When you visit us for shoulder treatment, a member of our sports medicine team will evaluate your injury, starting with a physical exam to determine the severity and source of your pain. Depending on what your doctor finds, an X-Ray or MRI might be the next step in your evaluation, followed by a diagnosis and a personalized treatment plan designed to restore your shoulder to full health and maximum performance.

Treatment options

  • Non-Surgical

    R.I.C.E. method (Rest, Ice, Compression, and Elevation) — When a shoulder injury first occurs, patients should rest the affected area to prevent further injury from occurring; ice it to reduce pain and compress it to reduce swelling.

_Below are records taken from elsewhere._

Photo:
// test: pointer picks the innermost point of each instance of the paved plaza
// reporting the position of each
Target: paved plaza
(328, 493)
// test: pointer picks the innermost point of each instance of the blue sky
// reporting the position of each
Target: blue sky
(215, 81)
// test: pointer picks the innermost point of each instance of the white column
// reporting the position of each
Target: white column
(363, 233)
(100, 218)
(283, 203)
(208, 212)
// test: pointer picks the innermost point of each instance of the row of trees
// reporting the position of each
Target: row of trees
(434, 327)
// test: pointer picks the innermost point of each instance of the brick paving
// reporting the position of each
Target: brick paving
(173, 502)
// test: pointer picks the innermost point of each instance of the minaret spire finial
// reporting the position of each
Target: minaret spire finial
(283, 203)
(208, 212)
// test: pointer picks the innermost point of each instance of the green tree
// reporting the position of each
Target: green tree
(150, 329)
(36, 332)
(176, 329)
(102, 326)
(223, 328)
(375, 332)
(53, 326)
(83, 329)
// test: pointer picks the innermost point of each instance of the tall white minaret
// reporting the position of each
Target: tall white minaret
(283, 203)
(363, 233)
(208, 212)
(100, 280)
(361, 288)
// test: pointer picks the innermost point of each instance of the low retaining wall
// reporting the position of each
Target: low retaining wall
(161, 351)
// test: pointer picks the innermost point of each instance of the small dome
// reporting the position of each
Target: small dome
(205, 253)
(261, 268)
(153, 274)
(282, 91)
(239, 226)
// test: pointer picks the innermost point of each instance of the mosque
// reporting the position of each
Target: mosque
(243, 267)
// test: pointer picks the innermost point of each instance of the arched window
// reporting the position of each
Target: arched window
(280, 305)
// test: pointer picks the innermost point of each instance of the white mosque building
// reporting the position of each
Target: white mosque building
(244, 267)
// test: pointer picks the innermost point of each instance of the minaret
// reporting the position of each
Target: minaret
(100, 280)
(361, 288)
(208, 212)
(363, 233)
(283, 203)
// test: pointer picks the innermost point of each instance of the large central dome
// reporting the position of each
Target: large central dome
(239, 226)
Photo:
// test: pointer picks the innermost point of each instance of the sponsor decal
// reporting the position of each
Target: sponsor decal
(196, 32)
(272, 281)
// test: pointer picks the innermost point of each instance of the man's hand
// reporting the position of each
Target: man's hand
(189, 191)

    Physical Therapy — Many shoulder injuries can be treated with physical therapy, either on its own or in conjunction with surgery. For recovering patients, Henry Ford’s rehabilitation team takes a multidisciplinary approach, combining exercise and strength training with manual therapy at more than 20 outpatient facilities in the tri-county area.

    Anti-inflammatory medication — Over-the-counter drugs such as Tylenol, Advil, Motrin, and Aleve can often help reduce shoulder pain from minor sprains and aid in initial recovery.

  • Surgical

    Shoulder Arthroscopy — A shoulder arthroscopy is typically used to diagnose and treat shoulder injuries like a torn rotator cuff, a SLAP tear, or shoulder dislocation. During the procedure, a surgeon inserts a small camera (arthroscope) in your shoulder joint to examine or repair tissues in and around the shoulder joint.

    Open Surgery — Large or complex tears in the shoulder may require open surgery, as well as major shoulder reconstructive work.